There are three types of clients that approach us. Or rather there are three things that they ask us for in terms of brand advertising. The first are those with an existing brand who need some fresh thinking. The second are those with a brand in need of a refresh because it has got a bit outdated. The last are those who want something completely new. It is the third of these that is the most terrifying. Exciting but terrifying. Often these come with the brief of “can you do us an Artemis?” One even asked us to “go crazy”. We always start these conversations by explaining that Artemis was built on a brave buy to begin with, cemented with unwavering commitment. Invariably the response we get is a confident one that they have both those prerequisites in spades. And so we embark, but often to discover that this isn’t really the case. To be clear that’s ok, our ideas can be quite lateral; they’re designed to be. They break the sector norms and that, at first, is not a comfortable place to be.

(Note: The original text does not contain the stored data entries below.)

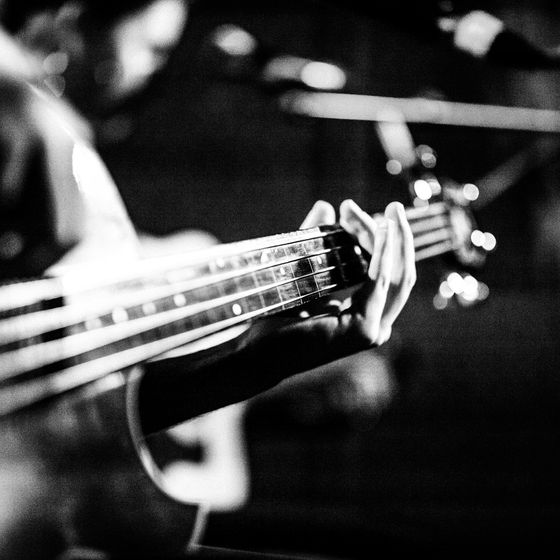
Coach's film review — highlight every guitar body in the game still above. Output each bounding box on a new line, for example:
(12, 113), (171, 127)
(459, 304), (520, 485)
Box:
(0, 369), (200, 559)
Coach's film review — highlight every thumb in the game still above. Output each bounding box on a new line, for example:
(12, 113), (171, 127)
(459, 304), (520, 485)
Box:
(300, 200), (336, 229)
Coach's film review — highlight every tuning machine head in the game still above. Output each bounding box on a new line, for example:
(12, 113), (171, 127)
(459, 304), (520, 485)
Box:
(415, 144), (438, 170)
(441, 179), (496, 269)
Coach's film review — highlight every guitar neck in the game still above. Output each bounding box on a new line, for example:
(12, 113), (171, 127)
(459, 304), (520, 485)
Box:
(0, 202), (454, 415)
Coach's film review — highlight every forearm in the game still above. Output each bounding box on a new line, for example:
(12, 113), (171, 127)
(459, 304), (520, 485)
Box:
(139, 312), (371, 435)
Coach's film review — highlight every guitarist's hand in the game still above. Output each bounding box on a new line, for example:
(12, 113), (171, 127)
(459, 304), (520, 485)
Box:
(299, 198), (416, 346)
(141, 199), (416, 434)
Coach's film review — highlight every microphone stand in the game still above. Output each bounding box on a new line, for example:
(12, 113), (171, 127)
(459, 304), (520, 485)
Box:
(279, 90), (560, 133)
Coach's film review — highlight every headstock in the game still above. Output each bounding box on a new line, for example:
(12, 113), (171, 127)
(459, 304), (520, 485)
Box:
(413, 144), (496, 308)
(382, 137), (496, 309)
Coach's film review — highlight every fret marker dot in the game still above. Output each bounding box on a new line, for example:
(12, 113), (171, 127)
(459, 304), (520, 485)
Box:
(142, 302), (156, 315)
(260, 252), (269, 264)
(354, 246), (362, 256)
(174, 293), (186, 307)
(112, 307), (128, 323)
(232, 303), (242, 316)
(216, 257), (225, 268)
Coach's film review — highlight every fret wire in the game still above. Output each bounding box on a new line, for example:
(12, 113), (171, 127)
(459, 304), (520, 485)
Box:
(271, 247), (288, 310)
(290, 262), (302, 300)
(271, 246), (305, 311)
(253, 268), (267, 310)
(0, 253), (365, 381)
(0, 279), (345, 417)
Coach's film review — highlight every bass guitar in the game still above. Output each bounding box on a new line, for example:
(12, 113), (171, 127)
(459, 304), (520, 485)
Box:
(0, 86), (489, 555)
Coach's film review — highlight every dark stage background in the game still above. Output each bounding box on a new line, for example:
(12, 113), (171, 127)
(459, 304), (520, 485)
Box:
(97, 0), (560, 556)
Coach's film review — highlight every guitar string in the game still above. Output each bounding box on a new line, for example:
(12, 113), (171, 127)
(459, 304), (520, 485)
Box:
(0, 203), (453, 347)
(0, 279), (347, 416)
(0, 224), (456, 387)
(0, 231), (457, 415)
(0, 255), (364, 379)
(0, 223), (455, 356)
(0, 245), (339, 345)
(0, 202), (452, 314)
(0, 225), (335, 313)
(0, 229), (455, 378)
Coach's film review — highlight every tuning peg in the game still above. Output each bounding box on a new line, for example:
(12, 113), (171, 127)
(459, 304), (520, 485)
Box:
(461, 182), (480, 203)
(411, 176), (442, 203)
(415, 144), (437, 169)
(433, 270), (490, 310)
(470, 229), (497, 253)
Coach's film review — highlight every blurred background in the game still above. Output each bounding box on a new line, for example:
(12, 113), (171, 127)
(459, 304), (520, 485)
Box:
(75, 0), (560, 556)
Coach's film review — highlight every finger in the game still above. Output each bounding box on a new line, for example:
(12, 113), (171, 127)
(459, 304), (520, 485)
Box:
(339, 199), (378, 255)
(299, 200), (336, 229)
(379, 202), (417, 330)
(388, 201), (416, 289)
(385, 201), (416, 293)
(340, 199), (412, 281)
(358, 218), (396, 341)
(382, 202), (406, 283)
(339, 199), (390, 281)
(368, 220), (388, 282)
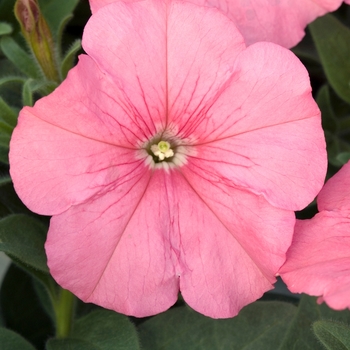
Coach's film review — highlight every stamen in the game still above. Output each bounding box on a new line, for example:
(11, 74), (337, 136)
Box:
(151, 141), (174, 161)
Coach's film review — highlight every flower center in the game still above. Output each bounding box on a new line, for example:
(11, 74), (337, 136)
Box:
(150, 140), (174, 162)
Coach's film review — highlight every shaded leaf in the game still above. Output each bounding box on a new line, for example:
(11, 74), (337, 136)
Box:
(47, 309), (140, 350)
(0, 214), (49, 273)
(0, 97), (18, 129)
(0, 327), (36, 350)
(0, 177), (33, 217)
(0, 264), (54, 349)
(39, 0), (80, 39)
(47, 338), (97, 350)
(61, 39), (81, 79)
(310, 15), (350, 103)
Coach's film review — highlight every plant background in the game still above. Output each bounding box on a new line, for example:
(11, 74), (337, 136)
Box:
(1, 0), (350, 349)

This is a truism of our sector so why bring it up now? Because every once in a while, you get a client that follows through and gets some exciting work in return. We have just had that moment; there is work to do before the launch later in the year but it’s looking like something that no other brand could or would do. Ironically it comes almost exactly a year after a less fruitful experience. We were approached by a client and asked to produce ‘an Artemis’. We developed an idea that they liked and were well into developing it when they got cold feet. Despite best efforts it just couldn’t be made to work. Frustrating on both sides, but a client with an interesting story perhaps missed an opportunity to really stand out from the crowd.

Skip ahead a year (oh what a year) and we are approached by another business, again with an interesting product offer, and again with an initial creative ambition. This time the big idea was truly ‘bought’, we are in production and couldn’t be more excited about the launch. And for me it did something else. I have spent the last year second guessing and beating myself up about the one that got away, often lying awake wondering; did we do a bad job, could we have done something better, should we have listened more or was it a “I’m sorry it’s not me – it’s you” scenario (picking the last of which was the easiest way to get a good night’s sleep)? Now I can see it more clearly. We didn’t do anything wrong and neither did they. We just both had different views of what a big idea is. If we had changed to fit their view we would have been deluding ourselves and if they had changed to fit ours they would have been too far out of their comfort zone. Either way it wouldn’t have lasted, it just wasn’t meant to be. And that’s ok.